The first two resets are combined into a single global_reset; therefore, there are only two reset sources in the system. However, these resets are explicitly synchronized across the various clock domains, resulting in several reset interfaces.

Important notes regarding resets:

  1. Synchronizing resets to different clock domains might cause several high fan-out resets.

    Platform Designer (Standard) automatically synchronizes resets to the clock domain of each connected component. In doing so, Platform Designer (Standard) instantiates new reset controllers with derived names that might change when the design changes. This name change makes it difficult to make and maintain global clock assignments to some of the resets. As a result, for each clock domain, there are explicit reset controllers. For example, global_reset drives reset_controller_pcie and reset_controller_ddr3a; however, they are synchronized to the PCIe and DDR3 clock domains, respectively. Because both of these resets have high fan-out signals, they are assigned to global routing in the .qsf file.

  2. Resets and clocks must work together to propagate reset to all logic.

    Resetting a circuit in a given clock domain involves asserting the reset over a number of clock cycles. However, your design may apply resets to the PLLs that generate the clocks for a given clock domain. This means a clock domain can hold in reset without receiving the clock edge necessary for synchronous resets. In addition, a clock holding in reset might prevent propagation of a reset signal because it is synchronized to and from that clock domain. Avoid such situations by ensuring that your design satisfies the following criteria:

    • Generate the global_reset signal off the free-running config_clk.
    • Never reset the UniPHY controllers.
    • Clock the reset controller for the Ethernet PHYs by its free-running reference clock.

  3. Apply resets to both reset interfaces of a clock-crossing bridge or FIFO component.

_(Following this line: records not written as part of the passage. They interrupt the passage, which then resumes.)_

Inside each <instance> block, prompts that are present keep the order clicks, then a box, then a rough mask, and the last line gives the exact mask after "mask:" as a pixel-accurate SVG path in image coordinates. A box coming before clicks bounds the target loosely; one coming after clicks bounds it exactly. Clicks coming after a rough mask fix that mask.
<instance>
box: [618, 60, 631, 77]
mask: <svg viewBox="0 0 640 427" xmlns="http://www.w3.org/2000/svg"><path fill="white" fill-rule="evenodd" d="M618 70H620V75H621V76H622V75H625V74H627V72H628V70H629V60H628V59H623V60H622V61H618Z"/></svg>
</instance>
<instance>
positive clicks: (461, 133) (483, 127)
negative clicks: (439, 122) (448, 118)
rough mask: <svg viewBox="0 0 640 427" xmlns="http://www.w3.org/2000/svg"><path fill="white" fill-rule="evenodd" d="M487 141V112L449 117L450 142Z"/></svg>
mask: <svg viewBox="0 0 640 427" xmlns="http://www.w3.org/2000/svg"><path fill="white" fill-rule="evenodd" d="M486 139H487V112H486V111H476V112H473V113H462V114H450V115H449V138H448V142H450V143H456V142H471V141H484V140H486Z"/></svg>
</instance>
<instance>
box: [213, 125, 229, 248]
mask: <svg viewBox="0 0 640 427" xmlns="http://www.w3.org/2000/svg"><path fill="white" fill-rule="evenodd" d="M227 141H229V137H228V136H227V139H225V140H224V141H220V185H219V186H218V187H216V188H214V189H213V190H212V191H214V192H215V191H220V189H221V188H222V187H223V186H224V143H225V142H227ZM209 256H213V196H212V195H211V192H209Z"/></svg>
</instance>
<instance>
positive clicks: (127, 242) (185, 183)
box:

    FIFO content corruption might occur if only part of a clock-crossing bridge or a dual-clock FIFO component is reset. These components typically provide a reset input for each clock domain; therefore, reset both interfaces or none at all. For example, in the Stratix® V Network Reference Platform, kernel_reset resets all the kernel clock-crossing bridges between DDR, QDR, and UDP on both the m0_reset and s0_reset interfaces.